When more maintenance is scheduled, wrench time and uptime naturally increase. Technicians spend less time waiting around for reactive repairs and more time performing work. Assets are also less likely to break down. The majority of maintenance managers understand this. But in some cases, it’s hard to not prioritize KPIs like uptime.
Of the different industries surveyed (manufacturing, facility management, fleet management, and property management), uptime is valued nearly as much as planned maintenance by maintenance managers at manufacturing plants. This makes sense because, if a critical machine goes down, everything stops. This is not the case for other industries. For instance, if a truck breaks down in a fleet, the rest of the fleet continues to function.
There’s a gap between the perceived importance and actual implementation of planned maintenance.
What’s surprising is the gap between the perceived importance of planned maintenance and to what extent it’s actually implemented. Of the maintenance managers who say planned maintenance is most important to them, only 2 out of 5 say more than half of their work is scheduled. The other three say either less than half of work is scheduled, very little, or none at all.
These overall percentages are nearly identical to those by maintenance managers in the manufacturing industry—where a planned maintenance percentage of less than 50% is generally considered unacceptable.
However, maintenance managers are working with the budgets they have. About half of maintenance managers in the manufacturing industry say they’re unsatisfied with their budget and need more budget for equipment, retaining talent, software, and facility improvements (in order of importance).
There’s an opportunity to improve planned maintenance percentages with tools already available to maintenance teams.
Another reason planned maintenance is lower than desired is that maintenance managers are not using the tools already available to them to make scheduling more work easy. For instance, less than half of the teams that use a computerized maintenance management system (CMMS) schedule all of their preventive maintenance tasks (PMs) in it. Other teams that use a CMMS either schedule some of them, none of them, or don’t perform PMs.
To increase the amount of PMs that are scheduled in the CMMS, better onboarding and training might be needed. Technicians and maintenance managers need to understand how to use the CMMS to schedule work and complete work orders.
Some ways to do this include:
- Asking your CMMS provider to come to your facility and train your team
- Attending free online CMMS training sessions
- Creating an internal implementation guide for how your organization will use the CMMS
It’s hardest for medium-sized maintenance teams to fully utilize their CMMS for PM scheduling.
Even with the aforementioned training options available, it’s still harder for medium-sized maintenance teams to fully utilize their CMMS for planned maintenance. They have a team that’s big enough to make CMMS adoption challenging and small enough to deprioritize formal scheduling.

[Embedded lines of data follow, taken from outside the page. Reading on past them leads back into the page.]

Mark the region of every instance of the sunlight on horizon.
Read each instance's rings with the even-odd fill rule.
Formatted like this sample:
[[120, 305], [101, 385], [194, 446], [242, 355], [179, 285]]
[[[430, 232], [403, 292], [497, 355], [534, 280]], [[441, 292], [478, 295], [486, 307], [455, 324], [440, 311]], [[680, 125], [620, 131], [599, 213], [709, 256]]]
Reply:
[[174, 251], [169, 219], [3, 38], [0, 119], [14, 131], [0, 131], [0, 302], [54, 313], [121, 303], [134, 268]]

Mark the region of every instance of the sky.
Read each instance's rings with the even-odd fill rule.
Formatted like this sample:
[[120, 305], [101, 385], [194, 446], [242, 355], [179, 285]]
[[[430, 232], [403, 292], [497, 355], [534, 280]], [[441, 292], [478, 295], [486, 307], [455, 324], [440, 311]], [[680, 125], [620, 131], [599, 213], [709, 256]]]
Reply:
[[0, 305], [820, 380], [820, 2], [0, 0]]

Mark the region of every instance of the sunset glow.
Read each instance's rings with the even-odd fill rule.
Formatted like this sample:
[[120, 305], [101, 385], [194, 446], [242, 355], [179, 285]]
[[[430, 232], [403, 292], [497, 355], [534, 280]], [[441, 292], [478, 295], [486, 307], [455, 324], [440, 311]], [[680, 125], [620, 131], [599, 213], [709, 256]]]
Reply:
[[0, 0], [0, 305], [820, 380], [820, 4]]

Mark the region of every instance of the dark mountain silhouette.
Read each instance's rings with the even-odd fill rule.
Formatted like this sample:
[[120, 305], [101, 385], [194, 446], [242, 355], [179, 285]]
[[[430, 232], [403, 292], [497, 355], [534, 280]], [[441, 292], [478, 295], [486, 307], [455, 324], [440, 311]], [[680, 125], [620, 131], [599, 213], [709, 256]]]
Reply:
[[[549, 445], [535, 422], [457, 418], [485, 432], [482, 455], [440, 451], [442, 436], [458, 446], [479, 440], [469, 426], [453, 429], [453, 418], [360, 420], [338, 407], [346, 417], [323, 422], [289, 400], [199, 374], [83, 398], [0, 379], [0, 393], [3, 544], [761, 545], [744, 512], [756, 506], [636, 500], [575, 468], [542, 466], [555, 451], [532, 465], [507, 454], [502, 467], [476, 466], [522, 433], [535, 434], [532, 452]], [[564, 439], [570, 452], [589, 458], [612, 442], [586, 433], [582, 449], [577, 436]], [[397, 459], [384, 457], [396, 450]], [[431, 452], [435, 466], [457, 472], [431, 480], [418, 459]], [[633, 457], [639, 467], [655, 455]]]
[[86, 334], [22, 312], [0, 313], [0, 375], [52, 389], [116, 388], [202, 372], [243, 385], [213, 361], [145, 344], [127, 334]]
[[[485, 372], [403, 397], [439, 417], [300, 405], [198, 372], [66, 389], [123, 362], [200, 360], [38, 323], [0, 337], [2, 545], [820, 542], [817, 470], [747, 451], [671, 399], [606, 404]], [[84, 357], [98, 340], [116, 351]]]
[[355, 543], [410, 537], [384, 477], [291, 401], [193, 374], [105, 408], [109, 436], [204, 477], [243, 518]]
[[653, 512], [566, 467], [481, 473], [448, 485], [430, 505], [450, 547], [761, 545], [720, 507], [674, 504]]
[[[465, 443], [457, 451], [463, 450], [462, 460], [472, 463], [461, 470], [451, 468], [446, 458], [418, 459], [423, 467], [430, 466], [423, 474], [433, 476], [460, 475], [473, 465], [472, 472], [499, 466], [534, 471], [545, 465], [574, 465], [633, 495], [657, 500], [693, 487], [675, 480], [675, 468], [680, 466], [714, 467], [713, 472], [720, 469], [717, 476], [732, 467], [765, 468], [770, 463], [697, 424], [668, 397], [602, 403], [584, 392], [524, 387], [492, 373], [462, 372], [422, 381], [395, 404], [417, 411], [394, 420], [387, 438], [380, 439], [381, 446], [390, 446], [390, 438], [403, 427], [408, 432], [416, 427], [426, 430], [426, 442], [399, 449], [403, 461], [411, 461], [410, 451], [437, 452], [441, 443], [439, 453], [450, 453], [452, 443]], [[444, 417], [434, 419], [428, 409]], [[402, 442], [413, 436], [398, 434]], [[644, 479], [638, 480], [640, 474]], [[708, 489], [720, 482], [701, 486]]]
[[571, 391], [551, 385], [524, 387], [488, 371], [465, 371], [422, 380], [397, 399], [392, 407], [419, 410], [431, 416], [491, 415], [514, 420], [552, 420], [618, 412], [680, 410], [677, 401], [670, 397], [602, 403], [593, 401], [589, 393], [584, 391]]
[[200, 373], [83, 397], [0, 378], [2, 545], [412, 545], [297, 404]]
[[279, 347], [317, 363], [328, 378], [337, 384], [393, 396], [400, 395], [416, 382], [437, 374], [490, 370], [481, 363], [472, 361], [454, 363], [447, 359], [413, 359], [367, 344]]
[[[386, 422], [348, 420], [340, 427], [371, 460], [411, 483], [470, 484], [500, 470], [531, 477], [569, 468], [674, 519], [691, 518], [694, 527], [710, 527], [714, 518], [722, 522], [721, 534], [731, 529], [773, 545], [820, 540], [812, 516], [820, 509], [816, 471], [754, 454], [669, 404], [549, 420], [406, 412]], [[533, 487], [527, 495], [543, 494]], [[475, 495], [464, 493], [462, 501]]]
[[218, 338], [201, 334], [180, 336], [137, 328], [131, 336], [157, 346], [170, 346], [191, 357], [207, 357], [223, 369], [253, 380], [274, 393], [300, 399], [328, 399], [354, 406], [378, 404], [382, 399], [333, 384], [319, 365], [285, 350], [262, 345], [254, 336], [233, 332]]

Small teams might utilize their CMMS for PM scheduling slightly more than medium-sized teams because fewer people means fewer hurdles to implementation. And large teams might utilize their CMMS for PM scheduling drastically more because the success of their organization depends on it. As previously stated, scheduled work means more uptime. And more uptime means better business.
Methodology
271 maintenance professionals (manager level and above) who use the free or paid version of UpKeep responded to this survey. Respondents were in one of four industries: manufacturing, facility management, property management, or fleet management. Responses were largely North American (the US and Canada) based, but did include international responses as well.